Wer sich schon jetzt eine bildliche Vorstellung von dem zukünftigen Neubaugebiet im nördlichen Teil des Mauerparks machen will, sollte die Webseite der Groth Gruppe besuchen. Hier finden sich unter der Rubrik Referenzen/Stadtquartiere Bilder vom Kirchsteigfeld in Potsdam, vom Wohngebiet Neu-Karow und vom Köbis Dreieck gegenüber dem Tiergarten, die erahnen lassen, wohin die architektonische Reise geht.

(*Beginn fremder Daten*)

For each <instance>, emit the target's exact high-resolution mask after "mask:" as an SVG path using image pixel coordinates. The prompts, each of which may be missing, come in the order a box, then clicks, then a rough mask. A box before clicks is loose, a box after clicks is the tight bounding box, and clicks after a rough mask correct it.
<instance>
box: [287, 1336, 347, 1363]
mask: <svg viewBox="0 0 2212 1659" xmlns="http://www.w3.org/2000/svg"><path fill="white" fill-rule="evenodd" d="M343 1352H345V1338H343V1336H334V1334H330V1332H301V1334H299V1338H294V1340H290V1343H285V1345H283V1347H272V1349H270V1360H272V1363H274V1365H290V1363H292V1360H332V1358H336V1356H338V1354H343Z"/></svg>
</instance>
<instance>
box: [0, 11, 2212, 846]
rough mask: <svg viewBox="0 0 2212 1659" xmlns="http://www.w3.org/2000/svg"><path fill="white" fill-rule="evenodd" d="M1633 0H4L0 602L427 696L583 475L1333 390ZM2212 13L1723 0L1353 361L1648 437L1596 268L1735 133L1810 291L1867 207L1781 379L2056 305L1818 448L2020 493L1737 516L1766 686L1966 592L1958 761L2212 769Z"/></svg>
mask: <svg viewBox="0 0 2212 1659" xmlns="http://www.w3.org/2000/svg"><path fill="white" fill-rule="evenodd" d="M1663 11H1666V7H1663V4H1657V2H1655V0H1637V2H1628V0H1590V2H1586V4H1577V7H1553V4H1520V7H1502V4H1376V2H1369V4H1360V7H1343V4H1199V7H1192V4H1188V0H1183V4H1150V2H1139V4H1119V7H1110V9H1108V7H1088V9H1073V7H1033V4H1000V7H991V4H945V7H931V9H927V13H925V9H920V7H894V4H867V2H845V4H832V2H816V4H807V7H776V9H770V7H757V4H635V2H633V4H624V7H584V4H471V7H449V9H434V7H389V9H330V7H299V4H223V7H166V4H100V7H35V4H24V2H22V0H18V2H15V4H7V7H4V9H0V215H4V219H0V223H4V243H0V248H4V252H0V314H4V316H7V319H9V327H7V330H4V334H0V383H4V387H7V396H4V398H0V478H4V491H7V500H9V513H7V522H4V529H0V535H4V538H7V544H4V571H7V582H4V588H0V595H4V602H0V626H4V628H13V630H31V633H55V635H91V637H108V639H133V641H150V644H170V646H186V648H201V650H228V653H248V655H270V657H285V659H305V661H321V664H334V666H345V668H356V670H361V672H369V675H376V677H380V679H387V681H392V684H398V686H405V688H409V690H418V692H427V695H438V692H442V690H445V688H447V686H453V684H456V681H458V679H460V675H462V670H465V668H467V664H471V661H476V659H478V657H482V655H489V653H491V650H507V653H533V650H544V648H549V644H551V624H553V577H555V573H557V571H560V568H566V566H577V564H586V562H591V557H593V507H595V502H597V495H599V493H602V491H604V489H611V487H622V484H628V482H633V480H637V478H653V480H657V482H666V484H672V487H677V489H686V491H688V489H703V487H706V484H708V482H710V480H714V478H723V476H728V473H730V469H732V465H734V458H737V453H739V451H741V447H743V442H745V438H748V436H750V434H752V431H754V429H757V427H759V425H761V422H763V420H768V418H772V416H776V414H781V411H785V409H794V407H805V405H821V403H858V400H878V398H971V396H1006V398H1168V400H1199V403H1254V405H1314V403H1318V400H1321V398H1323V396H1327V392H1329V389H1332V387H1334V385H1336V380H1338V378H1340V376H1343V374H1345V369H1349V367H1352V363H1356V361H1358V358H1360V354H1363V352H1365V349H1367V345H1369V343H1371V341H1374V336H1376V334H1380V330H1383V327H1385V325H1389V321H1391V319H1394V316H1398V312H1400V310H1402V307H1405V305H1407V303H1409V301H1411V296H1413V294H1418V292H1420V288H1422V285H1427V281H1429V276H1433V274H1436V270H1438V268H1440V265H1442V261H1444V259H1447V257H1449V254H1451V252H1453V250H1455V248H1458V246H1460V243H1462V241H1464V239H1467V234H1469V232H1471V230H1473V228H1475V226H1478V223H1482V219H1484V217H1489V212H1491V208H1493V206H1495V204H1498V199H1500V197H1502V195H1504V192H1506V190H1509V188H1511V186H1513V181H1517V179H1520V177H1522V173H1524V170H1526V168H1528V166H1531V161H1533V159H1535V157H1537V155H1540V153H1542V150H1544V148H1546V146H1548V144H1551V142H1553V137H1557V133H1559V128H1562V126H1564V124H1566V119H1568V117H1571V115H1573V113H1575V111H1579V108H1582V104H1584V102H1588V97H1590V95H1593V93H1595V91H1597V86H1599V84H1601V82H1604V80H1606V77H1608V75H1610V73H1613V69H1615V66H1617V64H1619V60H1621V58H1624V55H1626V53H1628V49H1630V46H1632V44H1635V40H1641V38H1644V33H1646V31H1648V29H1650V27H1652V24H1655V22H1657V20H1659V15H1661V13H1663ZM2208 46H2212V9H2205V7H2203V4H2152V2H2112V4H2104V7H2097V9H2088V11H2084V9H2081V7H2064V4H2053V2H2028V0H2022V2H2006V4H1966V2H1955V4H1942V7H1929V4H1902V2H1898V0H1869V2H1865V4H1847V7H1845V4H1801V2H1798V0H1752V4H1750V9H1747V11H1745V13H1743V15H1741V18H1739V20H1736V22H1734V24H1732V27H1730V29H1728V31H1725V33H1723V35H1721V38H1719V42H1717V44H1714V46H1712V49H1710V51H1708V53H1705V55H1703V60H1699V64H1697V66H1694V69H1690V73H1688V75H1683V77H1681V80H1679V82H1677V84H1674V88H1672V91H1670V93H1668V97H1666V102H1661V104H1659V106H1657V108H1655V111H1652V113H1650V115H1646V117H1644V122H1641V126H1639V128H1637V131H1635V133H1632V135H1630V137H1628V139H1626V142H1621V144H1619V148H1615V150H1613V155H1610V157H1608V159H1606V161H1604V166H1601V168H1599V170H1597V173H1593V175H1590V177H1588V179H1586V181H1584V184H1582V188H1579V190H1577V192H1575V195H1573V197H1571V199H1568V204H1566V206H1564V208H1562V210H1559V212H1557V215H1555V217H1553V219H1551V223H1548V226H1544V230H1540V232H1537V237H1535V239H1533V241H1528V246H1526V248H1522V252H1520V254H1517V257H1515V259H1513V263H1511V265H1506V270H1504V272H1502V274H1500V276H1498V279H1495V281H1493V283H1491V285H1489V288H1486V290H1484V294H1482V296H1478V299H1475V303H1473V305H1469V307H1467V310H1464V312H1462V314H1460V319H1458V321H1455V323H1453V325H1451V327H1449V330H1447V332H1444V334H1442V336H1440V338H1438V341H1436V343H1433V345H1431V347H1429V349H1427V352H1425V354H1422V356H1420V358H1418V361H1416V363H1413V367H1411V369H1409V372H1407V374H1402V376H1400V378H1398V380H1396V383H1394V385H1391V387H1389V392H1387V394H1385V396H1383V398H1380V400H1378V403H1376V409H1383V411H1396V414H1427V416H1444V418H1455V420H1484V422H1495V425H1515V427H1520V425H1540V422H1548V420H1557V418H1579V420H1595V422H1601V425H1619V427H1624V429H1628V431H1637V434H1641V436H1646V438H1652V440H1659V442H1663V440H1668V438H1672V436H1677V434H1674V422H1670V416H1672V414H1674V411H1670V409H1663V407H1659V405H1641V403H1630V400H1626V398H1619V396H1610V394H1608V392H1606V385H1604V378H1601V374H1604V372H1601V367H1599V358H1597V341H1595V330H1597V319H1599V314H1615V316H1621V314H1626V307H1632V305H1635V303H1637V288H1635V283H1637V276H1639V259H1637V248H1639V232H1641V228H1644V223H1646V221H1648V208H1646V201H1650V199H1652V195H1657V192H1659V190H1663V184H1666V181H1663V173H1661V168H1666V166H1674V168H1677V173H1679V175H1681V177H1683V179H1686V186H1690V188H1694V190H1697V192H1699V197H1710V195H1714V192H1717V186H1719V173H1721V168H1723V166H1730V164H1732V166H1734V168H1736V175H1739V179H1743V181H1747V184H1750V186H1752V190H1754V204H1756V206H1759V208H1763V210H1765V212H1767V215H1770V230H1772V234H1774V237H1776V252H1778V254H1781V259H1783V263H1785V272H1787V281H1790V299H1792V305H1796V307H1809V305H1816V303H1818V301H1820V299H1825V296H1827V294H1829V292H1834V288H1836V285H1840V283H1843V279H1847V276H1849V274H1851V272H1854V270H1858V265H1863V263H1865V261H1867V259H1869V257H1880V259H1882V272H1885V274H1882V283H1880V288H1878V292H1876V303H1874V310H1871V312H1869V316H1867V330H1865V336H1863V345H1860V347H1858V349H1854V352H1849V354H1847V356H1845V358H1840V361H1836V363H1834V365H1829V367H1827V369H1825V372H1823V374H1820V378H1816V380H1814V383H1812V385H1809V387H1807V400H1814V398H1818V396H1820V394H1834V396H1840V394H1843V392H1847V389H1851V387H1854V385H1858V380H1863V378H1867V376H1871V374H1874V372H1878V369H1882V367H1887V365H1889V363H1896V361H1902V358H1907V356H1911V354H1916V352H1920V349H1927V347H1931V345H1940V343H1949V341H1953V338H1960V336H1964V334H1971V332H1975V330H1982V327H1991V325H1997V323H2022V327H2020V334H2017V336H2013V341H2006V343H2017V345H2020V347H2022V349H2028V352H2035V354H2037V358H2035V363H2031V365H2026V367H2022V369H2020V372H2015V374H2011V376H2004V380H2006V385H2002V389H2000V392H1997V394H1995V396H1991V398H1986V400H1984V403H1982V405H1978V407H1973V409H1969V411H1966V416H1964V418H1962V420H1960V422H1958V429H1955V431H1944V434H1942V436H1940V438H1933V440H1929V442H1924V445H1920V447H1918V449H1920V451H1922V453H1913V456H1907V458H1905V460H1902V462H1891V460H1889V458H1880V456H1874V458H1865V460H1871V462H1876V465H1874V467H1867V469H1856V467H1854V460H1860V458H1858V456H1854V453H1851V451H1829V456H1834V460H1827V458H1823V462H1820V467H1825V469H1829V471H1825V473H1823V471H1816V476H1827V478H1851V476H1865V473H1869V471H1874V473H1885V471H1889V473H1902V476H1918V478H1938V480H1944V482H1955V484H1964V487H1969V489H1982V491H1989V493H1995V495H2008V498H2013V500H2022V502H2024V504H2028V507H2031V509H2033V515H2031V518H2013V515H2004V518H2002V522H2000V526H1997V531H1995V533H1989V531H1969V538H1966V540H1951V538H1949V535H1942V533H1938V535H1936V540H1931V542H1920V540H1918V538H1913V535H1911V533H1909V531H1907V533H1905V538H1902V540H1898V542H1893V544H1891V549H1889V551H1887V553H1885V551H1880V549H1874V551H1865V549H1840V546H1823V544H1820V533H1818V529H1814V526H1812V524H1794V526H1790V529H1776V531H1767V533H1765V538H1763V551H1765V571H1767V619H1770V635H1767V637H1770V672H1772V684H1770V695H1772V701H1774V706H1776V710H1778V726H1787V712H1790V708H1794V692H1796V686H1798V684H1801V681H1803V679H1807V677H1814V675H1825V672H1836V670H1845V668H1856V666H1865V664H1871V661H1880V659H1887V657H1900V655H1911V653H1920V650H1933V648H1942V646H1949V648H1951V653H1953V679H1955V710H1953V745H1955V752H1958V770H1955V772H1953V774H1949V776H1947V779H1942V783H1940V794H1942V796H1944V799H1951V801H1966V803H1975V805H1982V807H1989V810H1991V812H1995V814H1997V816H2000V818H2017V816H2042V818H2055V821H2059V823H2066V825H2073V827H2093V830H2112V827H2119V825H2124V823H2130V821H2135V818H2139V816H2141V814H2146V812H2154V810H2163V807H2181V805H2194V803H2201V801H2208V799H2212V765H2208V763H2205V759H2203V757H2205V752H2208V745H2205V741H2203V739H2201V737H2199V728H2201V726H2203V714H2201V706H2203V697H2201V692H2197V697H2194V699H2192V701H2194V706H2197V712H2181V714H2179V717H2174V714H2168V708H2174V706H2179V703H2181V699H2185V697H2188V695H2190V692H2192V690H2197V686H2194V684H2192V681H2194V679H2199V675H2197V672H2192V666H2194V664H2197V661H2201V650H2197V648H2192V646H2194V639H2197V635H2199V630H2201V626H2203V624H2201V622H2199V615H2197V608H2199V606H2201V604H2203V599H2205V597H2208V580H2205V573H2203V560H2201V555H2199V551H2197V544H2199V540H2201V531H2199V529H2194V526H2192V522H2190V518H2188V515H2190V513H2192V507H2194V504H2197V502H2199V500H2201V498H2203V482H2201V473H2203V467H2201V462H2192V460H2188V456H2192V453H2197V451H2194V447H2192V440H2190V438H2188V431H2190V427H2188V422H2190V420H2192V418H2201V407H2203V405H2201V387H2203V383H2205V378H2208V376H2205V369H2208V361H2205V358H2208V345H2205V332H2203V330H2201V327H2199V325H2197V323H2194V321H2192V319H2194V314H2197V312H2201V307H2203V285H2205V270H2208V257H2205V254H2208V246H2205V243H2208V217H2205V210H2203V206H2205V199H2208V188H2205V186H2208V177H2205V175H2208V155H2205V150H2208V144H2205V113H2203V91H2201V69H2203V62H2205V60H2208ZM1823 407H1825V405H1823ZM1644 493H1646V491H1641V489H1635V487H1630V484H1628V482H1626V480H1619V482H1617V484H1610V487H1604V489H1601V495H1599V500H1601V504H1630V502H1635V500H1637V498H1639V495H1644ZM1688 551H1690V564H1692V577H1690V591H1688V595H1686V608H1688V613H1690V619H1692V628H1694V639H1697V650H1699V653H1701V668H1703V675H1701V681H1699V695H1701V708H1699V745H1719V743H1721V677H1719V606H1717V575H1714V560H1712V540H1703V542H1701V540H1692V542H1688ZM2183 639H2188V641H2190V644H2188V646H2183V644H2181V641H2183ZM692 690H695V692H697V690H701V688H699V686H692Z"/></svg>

Klaus Groth selbst hat sich dahingegend geäußert, dass die Planung auf den, wegen seiner dichten Bebauung kritisierten, Lorentzen Entwurf zurückgeht und qualitative Verbesserungen erfolgen sollen. 150 Mio Euro werden investiert. Geplant ist, davon 600 Wohungen in 5 bis 6-geschossiger Bauweise als Eigentums- und Mietwohnungen zu bauen. Für die Mietwohnungen würden Nettokaltmieten von 7 bis 8,50 Euro angepeilt. Allerdings müßten dazu die Deckenhöhen abgesengt und auf Ausstattungsmerkmale wie Fußbodenheizung verzichtet werden. Auch der Erhalt eines „Grünen Bandes“ könnte knapp werden.

Der Investor beabsichtigt, die Bürger im Rahmen eines runden Tisches in die Planung mit einzubeziehen. Die Bürgerwerkstatt will Ende Januar zu einem Info Abend einladen zu dem auch Nichtmitgleider gebeten werden.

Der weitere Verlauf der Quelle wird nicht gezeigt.